今期、もっとも観るべきドラマは? ドラマ評論家が選ぶ、平成最後の夏ドラマ注目作ベスト5
2018年、今シーズンのテレビドラマは、ほとんどが中盤に差し掛かった。現在は、TVerやFOD、Huluをはじめとするサービスが充実しており、話題作はどんなタイミングからでも1話から観始めることができる。各局、力の入った作品が並ぶが、本当に観るべきはどのドラマだろうか。ドラマ評論家の成馬零一氏に、夏ドラマから注目すべきタイトルのベスト5を選んでもらった。
1.透明なゆりかご(NHK)
金曜夜22時から放送されている産婦人科を舞台としたドラマ。
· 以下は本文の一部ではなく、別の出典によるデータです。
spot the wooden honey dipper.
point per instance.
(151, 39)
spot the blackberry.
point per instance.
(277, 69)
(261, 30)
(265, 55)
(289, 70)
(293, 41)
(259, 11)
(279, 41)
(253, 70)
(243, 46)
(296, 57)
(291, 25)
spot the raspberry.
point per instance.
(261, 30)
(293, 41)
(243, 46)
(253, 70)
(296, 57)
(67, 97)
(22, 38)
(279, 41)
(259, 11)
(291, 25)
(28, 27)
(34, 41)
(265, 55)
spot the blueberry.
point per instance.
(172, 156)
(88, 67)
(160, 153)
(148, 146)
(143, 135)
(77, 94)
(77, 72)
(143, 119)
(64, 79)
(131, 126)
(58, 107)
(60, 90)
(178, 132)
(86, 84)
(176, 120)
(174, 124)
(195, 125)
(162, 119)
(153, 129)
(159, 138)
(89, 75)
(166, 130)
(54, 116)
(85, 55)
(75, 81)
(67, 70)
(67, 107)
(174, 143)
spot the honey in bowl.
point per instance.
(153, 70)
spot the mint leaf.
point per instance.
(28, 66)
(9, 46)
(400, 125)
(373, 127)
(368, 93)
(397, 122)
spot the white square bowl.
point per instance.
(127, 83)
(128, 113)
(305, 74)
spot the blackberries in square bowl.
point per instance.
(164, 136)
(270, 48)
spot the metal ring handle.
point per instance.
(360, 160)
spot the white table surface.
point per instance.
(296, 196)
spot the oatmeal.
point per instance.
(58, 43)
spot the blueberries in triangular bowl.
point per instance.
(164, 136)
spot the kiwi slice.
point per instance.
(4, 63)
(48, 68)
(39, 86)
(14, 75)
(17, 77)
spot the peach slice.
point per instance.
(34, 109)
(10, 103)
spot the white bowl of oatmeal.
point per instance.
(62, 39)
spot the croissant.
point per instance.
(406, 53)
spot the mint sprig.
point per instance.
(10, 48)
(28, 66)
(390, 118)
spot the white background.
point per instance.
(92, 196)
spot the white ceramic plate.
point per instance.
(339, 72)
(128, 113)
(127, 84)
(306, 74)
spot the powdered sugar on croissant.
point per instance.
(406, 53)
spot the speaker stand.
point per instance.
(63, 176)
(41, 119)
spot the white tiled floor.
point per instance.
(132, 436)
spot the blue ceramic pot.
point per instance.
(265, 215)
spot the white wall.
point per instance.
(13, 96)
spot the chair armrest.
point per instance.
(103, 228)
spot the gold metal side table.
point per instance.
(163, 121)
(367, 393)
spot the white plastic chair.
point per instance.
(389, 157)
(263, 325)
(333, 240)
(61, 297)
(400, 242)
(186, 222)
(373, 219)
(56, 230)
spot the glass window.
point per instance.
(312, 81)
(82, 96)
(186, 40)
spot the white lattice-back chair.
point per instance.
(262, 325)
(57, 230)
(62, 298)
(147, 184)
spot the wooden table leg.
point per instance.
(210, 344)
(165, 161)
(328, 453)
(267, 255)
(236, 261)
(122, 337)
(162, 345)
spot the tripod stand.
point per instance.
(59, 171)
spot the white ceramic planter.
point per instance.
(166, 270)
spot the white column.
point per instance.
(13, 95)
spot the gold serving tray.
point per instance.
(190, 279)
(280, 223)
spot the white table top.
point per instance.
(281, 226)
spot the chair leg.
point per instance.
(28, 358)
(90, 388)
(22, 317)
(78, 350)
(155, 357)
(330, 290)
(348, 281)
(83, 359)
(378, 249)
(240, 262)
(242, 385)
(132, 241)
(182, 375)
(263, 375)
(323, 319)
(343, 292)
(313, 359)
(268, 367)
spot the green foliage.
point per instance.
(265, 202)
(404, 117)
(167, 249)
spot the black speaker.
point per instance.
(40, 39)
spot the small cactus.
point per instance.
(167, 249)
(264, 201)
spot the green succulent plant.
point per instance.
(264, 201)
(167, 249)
1997年の産婦人科の実情を描いた本作は、看護実習生の青田アオイ(清原果耶)が院内で起きる妊婦の姿を真摯に見つめる姿が印象に残る。ここでは、出産も中絶も日常的なこととしてニュートラルに描かれている。原作漫画が絵柄のユーモラスさで緩和できていた残酷な真実を、本作は美しい映像で容赦なく描いている。重々しい緊張感が続くが、アオイの子供っぽい抜けたところがときどき出てくるのが、救いになっている。脚本は『リッチマン、プアウーマン』などのフジテレビ系の月9ドラマで知られる安達奈緒子。NHK地上波での連ドラ執筆は初だが、生真面目に対象をみつめる彼女のスタンスとNHKの相性は良く、今後の展開(例えば朝ドラ執筆)が期待できる。
2.恋のツキ(テレビ東京系)
木曜深夜に放送されているテレビ東京のドラマ。とにかくエロくて生々しい。名脇役として評価が確立されつつある徳永えりが主演を務める本作は、31歳の普通の女性が付き合っている彼氏に対して抱えている打算的な感情が、性欲とともに、しっかりと描かれている。同棲する恋人との性生活はもちろん、彼女が働く映画館で知り合った男子高校生への欲望もしっかりと描かれており、脱いではいないものの、テレビ東京の深夜ドラマとはいえ、ここまで描くのかと毎回、驚かされる。
3.dele(テレビ朝日系)
テレビ朝日系の金曜夜23時15分から放送されている探偵ドラマ。亡くなった人間のスマホやパソコンの中にある「デジタル遺品」を消去する会社で働く男たちを主人公にした異色のバディもの。見どころはなんと言っても主演の山田孝之と菅田将暉の掛け合い。物語がわからなくても二人の会話を見ているだけで、いつまでも楽しめる。キャラクターこそ違うが伝説のドラマ『傷だらけの天使』(日本テレビ系)の萩原健一と水谷豊の軽妙なやりとりを彷彿とさせる。